Movement in Lego Photography
I have been experimenting as of late with adding a somewhat impressionistic style to my Lego photography by adding movement while taking the shot.
This movement effect is accomplished not by actual movement but by distorting the bokeh background. There are many ways to distort the bokeh background into various effects. One such method is cutting out a design on a piece of card stock and placing it in front of the lens. This works very well with a fast wide open lens such as the MC Rokkor-PF 58mm f1.4.
The smooth bokeh in the background of an image can be altered from its standard circular appearance. This is utilized around holidays to create an effect by changing the circles into stars, or hearts, or some other shape that correlates with the holiday.

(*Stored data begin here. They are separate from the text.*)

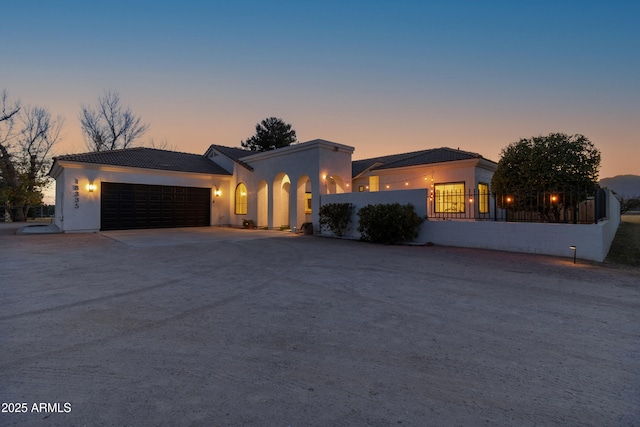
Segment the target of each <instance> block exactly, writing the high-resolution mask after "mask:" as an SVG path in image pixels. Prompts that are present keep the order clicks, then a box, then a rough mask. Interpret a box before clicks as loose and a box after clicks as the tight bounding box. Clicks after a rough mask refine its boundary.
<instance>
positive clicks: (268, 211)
mask: <svg viewBox="0 0 640 427" xmlns="http://www.w3.org/2000/svg"><path fill="white" fill-rule="evenodd" d="M257 203H258V218H257V219H258V227H268V226H269V186H268V185H267V181H264V180H262V181H260V183H259V184H258V200H257Z"/></svg>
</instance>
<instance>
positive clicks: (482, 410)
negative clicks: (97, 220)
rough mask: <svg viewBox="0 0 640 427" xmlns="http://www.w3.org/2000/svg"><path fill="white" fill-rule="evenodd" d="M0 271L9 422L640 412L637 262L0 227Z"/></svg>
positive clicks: (403, 417)
mask: <svg viewBox="0 0 640 427" xmlns="http://www.w3.org/2000/svg"><path fill="white" fill-rule="evenodd" d="M0 271H1V279H0V280H1V282H0V283H1V285H0V301H1V307H2V310H1V311H0V326H1V328H2V329H1V332H0V348H1V349H2V350H1V351H0V396H1V397H2V402H3V413H0V425H49V426H53V425H61V426H62V425H64V426H69V425H171V426H175V425H207V426H211V425H214V426H215V425H221V426H245V425H249V426H330V425H341V426H345V425H358V426H361V425H403V426H425V425H434V426H455V425H462V426H477V425H492V426H494V425H505V426H516V425H517V426H527V425H545V426H546V425H576V426H578V425H579V426H588V425H593V426H632V425H640V345H639V343H640V275H639V274H638V272H637V271H635V272H634V271H621V270H616V269H612V268H608V267H606V266H603V265H600V264H593V263H584V262H578V264H575V265H574V264H573V263H572V260H571V259H561V258H553V257H546V256H532V255H523V254H512V253H503V252H494V251H483V250H467V249H459V248H447V247H438V246H431V247H426V246H382V245H372V244H366V243H360V242H354V241H345V240H336V239H326V238H320V237H312V236H302V235H296V236H294V235H292V234H290V233H281V232H275V231H273V232H272V231H249V230H231V229H220V228H215V227H212V228H203V229H178V230H143V231H133V232H108V233H96V234H47V235H44V234H43V235H39V234H29V235H15V234H13V233H12V230H11V228H10V227H9V226H7V225H4V226H3V228H2V229H0ZM23 403H24V404H26V405H22V404H23ZM34 404H35V405H34ZM42 404H44V406H43V405H42ZM16 409H17V410H21V409H25V411H24V412H20V413H15V412H16ZM5 410H6V411H10V410H11V411H12V412H14V413H7V412H5Z"/></svg>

You can also get a similar effect by placing an item upclose to the lens with bokeh lights blurred in the background such as Benny below:
The way I accomplish a movement in the bokeh background is not difficult. I simply place my hand in front of the lens or some other foreground material to distort the bokeh. I have found that I can get a subtle mixture of both focused and bokeh elements this way. This mix of blur and focus also gives a false sense of movement in an otherwise still scene. I have tested this many ways and it never ceases to amaze me. This works very well for bright environments that I would otherwise need to stop down to let in less light.
This method for adding movement is more alluring to me because it requires no post processing. It is all done before the shot is taken. There are iPhone apps out there that I utilize occasionally to add movement, such as Blur++ Blur and Mosaic, but they cannot beat the real thing.
I always love learning simple techniques that can really change the feel of my photography.